Protective Immune Responses in Cancer
Recent clinical studies have documented ongoing anti-tumor immune responses in cancer patients. We postulate that the often long latencies between surgical removal of primary tumor and cancer recurrence is largely due to control of minimal residual disease by such naturally protective immune responses, and propose to employ them to eradicate disseminated tumor cells and prevent malignant disease. The vaccination strategy uses long peptides carefully characterized to activate tumor specific memory T-cells that are protective while avoiding pathogenic immune cells (Figure 1). Vaccinated patients will be monitored individually to help us understand not only the efficacy of the vaccines but to discover mechanisms and improve therapeutic strategies. This work is in close collaboration with the Laboratory of Dr. Philipp Beckhove at the German Cancer Research Center and Surgical Oncology, Hematology Oncology and Gastroenterology of Northwestern University and Robert H. Lurie Comprehensive Cancer Center.

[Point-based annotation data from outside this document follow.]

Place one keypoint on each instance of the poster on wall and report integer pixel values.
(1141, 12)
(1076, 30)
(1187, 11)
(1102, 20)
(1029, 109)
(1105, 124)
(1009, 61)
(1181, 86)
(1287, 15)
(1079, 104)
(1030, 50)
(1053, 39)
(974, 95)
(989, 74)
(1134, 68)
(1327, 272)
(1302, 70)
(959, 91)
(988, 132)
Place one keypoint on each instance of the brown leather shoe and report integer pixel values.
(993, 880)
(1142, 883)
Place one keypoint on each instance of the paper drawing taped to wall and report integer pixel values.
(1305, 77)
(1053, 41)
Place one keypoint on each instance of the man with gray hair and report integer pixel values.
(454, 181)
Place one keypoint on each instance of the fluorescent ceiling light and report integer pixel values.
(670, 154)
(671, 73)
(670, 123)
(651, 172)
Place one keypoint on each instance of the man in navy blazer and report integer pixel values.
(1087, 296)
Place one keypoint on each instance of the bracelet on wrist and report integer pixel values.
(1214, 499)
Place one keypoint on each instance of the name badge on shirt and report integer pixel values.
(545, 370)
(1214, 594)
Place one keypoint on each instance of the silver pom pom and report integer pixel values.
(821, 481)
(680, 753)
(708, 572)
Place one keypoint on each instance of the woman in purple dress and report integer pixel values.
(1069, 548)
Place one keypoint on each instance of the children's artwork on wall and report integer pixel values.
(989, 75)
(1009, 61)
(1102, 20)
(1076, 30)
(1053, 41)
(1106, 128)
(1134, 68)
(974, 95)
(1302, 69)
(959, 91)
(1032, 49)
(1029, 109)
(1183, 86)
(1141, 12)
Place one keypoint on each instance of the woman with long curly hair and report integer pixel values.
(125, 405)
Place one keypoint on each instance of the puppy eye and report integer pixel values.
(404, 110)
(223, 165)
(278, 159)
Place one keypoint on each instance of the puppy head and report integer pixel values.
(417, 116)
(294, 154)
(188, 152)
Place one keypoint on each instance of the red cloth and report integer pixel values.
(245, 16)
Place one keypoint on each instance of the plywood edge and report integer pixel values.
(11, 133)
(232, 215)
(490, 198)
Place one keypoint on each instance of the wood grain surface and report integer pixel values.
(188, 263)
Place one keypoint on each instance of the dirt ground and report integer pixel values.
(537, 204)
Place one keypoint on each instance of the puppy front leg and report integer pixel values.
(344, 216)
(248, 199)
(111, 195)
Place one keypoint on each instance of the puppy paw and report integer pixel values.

Pro-tumor Immune Responses
A major obstacle for immune therapy of cancer is the presence of T-regulatory cells and their expansion in cancer patients. These cells normally protect against autoimmunity but in cancer they protect the tumor from host immune surveillance. Treg are not just immune suppressive cells. In cancer and in autoimmune disease Treg readily convert into pathogenic cells that feed tumors and destroy healthy tissue. The preferential access of Treg over other T-cell types to the tumor microenvironment and their pro-inflammatory functions renders these cells particularly dangerous in cancer. Inflammatory cells including mast cells infiltrate and nurture the tumor with factors that facilitate growth and invasion. These are normally suppressed by Tregs but in cancer diversion of Treg to a pro-inflammatory phenotype helps to promote their expansion and activity. Successful immune therapy needs to consider the contribution of Treg to the shaping of the tumor microenvironment. We hypothesize that targeting the cross talk between Treg and other pro-inflammatory cells in cancer will help to shift the immune response from pathogenic to protective functions and eradicate cancer. Our current work focuses on colorectal, pancreatic and breast cancer. This work is in collaboration with Surgical Oncology, Hematology Oncology and Gastroenterology of Northwestern University and Robert H. Lurie Comprehensive Cancer Center.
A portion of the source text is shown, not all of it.